Selain berada di jalur SJS, bentuk fisik stasiun dengan tulisan ”Kemidjen” itu juga meragukan karena seperti rumah sinyal, bukan stasiun. Terlebih, menurut Tjahjono, nama yang terpampang Kemidjen, yang saat itu merupakan nama desa. Padahal, untuk sebuah stasiun pertama, di satu kota, seharusnya tertulis nama kotanya, Semarang.
Penelusuran
Pada 2009, Tjahjono bersama Karyadi Baskoro, Deddy Herlambang serta dibantu warga setempat, Ramelan, menelusuri sekitar Spoorlan. Informasi awal Stasiun Samarang dihimpun dari peta-peta kuno koleksi Koninklijk Instituut voor de Tropen dan foto-foto koleksi Lembaga Ilmu Bahasa, Negara dan Antropologi Kerajaan Belanda (Koninklijk Instituut voor Taal-, Land- en Volkenkunde/KITLV), lalu dipadu peta dari citra satelit melalui program Google Earth.
Tjahjono menuturkan, yang paling berperan pada penemuan itu adalah Karyadi Baskoro, yang bertukar-tukar dokumen dengan temannya dari Jerman.

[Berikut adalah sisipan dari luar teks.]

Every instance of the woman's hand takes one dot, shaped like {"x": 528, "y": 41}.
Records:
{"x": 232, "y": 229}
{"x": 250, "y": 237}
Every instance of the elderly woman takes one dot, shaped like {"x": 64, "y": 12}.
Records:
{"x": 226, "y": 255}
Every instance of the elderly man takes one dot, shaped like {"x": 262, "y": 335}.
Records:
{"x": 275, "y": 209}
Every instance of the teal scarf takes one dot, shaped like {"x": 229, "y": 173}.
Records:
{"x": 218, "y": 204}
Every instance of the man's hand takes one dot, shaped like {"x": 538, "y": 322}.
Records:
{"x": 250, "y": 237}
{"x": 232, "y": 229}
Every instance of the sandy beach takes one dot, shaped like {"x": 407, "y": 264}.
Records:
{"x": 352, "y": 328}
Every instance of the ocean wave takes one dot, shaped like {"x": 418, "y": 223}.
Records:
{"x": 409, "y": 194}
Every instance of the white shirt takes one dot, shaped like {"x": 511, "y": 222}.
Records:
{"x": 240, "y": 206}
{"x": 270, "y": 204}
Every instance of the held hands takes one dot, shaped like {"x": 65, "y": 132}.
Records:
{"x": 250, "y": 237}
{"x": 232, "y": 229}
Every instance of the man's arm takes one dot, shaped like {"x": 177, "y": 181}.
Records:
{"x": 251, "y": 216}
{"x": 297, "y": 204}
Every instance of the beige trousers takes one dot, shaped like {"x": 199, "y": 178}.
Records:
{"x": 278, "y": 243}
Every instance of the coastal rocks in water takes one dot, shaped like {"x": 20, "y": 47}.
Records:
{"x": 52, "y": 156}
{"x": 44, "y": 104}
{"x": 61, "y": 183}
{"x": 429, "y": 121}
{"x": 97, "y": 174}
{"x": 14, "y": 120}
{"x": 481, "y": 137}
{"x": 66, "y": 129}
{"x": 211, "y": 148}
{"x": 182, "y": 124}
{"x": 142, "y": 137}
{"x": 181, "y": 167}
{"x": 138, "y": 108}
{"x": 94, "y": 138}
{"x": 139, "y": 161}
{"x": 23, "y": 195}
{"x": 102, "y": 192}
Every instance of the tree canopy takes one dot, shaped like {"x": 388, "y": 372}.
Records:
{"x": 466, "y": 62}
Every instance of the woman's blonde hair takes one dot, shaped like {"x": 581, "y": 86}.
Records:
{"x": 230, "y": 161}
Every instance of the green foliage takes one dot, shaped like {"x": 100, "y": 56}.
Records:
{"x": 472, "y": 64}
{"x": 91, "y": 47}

Ia juga berusaha sepresisi mungkin dengan memanfaatkan GPS. Karyadi pun akhirnya menemukan titik koordinat Stasiun Samarang NIS. Bertemu Ramelan, mereka lalu ditunjukkan sejumlah tanda-tanda bekas stasiun yang ada di dalam rumah.
”Waktu itu kami lihat ada sol penyangga dari besi. Ada juga lubang angin lingkaran. Kami juga bawa buku Spoorwegstations op Java yang ada gambar di bagian dalam stasiun. Waktu kami bandingkan, ’Loh, kok, sama persis?’ Waktu itu kami terdiam. Ini yang selama ini dicari-cari,” kata dosen Magister Lingkungan dan Perkotaan di Universitas Katolik Soegijapranata itu.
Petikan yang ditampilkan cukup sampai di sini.